Páginas

Amor & Blues

Enquanto ouvia Muddy Waters no seu cadillac azul de cor desbotada, Marcos sonhava ainda estar nos anos 60. O blues, o cigarro que fumava, o cadillac azul, os cabelos tingidos de preto... Exatamente todo esse retrato definia sua prisão ao passado, seu amor ao que já fora.
E realmente, foram tempos bons que vivera. Principalmente lembrava-se de um episódio em especial.
Eram meados de 66, Marcos tinha seus dezenove anos, cabeludo, usava uma jaqueta de couro preta, uns óculos escuros redondos (imitava o John Lennon).
Andava pela vizinhança com o carro do seu pai... Um Cadillac Fleetwood 1954, olhando-se a cada minuto pelo retrovisor, ansioso para ver a garota que amava.
Rita o esperava na porta da escola, fofocava com as as amigas o quanto Marcos era bonito, o quanto o carro dele era bonito...
Rita era linda, uma perfeitinha garota paulista dos cabelos de laquê, o estereótipo americano do que chamam ser "sonho de consumo".
Rita amava o jeito rebelde de Marcos, os cabelos rebeldes de Marcos... E eram assim que estavam os próprios cabelos quando finalmente chegara na porta da escola; rebeldes, voando ao vento.
Estava ao som de Hoochie Coochie Man do Muddy Waters, e tinha um ar autêntico de garanhão. As garotas que estavam com Rita ficaram suspirando por aquele alter ego do Elvis Presley enquanto a dona do coração aventureiro do rapaz entrava no carro.
Foram-se com a liberdade travestida de vento sobre os cabelos de laquê... O Brasil estava em guerra, dominado pela ditadura, não se tinha voz naqueles dias... Mas Marcos protestava assim como tantos jovens estudantes naquela época, sendo apenas... Jovem!
Marcos protestava beijando sua Rita no meio da rua, Marcos protestava chamando nomes feios com os militares que passavam por ele... Fora preso algumas vezes, exibia as marcas de algumas torturas como troféus para os amigos sedentos por um país livre.

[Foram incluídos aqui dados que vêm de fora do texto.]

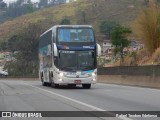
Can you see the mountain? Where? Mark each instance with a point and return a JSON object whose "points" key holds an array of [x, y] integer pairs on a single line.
{"points": [[79, 12]]}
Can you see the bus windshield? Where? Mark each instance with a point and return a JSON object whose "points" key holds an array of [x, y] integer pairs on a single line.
{"points": [[75, 35], [77, 60]]}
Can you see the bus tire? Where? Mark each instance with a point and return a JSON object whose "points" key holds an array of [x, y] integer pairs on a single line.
{"points": [[86, 86]]}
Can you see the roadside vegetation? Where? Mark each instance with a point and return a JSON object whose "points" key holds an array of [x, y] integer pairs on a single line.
{"points": [[110, 18]]}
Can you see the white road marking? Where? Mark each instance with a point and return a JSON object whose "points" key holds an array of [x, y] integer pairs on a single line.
{"points": [[76, 101]]}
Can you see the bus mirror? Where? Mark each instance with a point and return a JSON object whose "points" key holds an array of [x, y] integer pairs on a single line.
{"points": [[98, 50], [55, 50]]}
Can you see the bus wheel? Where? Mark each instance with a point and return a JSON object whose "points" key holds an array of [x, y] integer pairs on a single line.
{"points": [[86, 86], [54, 85], [43, 83]]}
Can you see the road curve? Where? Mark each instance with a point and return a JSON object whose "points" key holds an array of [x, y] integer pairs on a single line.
{"points": [[23, 95]]}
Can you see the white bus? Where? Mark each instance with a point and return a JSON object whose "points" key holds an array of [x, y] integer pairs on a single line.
{"points": [[68, 56]]}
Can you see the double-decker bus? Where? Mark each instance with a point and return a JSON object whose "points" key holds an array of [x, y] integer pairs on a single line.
{"points": [[68, 56]]}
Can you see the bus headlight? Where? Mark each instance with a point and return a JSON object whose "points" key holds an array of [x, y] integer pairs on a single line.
{"points": [[61, 74]]}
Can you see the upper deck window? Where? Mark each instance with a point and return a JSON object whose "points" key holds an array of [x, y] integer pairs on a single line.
{"points": [[75, 35]]}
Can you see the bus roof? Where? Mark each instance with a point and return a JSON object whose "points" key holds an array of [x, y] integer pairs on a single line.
{"points": [[66, 26], [74, 26]]}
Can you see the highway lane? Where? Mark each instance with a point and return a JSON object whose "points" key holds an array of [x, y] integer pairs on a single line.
{"points": [[16, 95]]}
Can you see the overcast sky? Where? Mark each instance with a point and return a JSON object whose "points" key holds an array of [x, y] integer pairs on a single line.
{"points": [[7, 1]]}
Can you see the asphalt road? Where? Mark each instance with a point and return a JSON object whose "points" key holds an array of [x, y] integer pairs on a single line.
{"points": [[20, 95]]}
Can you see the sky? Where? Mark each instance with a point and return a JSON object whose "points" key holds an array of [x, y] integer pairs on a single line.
{"points": [[7, 1]]}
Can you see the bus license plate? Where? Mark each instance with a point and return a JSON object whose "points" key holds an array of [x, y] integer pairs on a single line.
{"points": [[77, 81]]}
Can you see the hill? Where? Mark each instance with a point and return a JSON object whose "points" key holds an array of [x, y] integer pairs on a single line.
{"points": [[80, 12]]}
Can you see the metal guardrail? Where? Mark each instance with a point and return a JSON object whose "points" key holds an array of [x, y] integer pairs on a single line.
{"points": [[150, 70]]}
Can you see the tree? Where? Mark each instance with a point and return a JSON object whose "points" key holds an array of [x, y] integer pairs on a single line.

O país estava numa guerra fria e violenta, mas naquele dia semanal nada mais importava... Marcos era livre, livre para amar Rita, e para ele só isso bastava.
Foram-se pelas ruas sangrentas de um país aprisionado.
E agora quase cinquenta anos depois, Marcos relutava por viver aqueles tempos de rebeldia. Seus cabelos não eram como antes, tinha engordado, casara-se com Rita, sua velha que hoje detesta laquê... Mas ainda ouvia blues, ainda teimava em ser jovem lutando contra seus muitos cabelos brancos de sessenta e cinco anos.
Os tempos haviam mudado e o país era de fato livre...
Só Marcos que ainda estava preso. Não preso ás forças militares, nem torturado por generais de grande ordem.
Aquela "liberdade" contida que ele tinha nos censurados tempos de 60 o aprisionava em tempos livres... Mas não exatamente tempos de paz.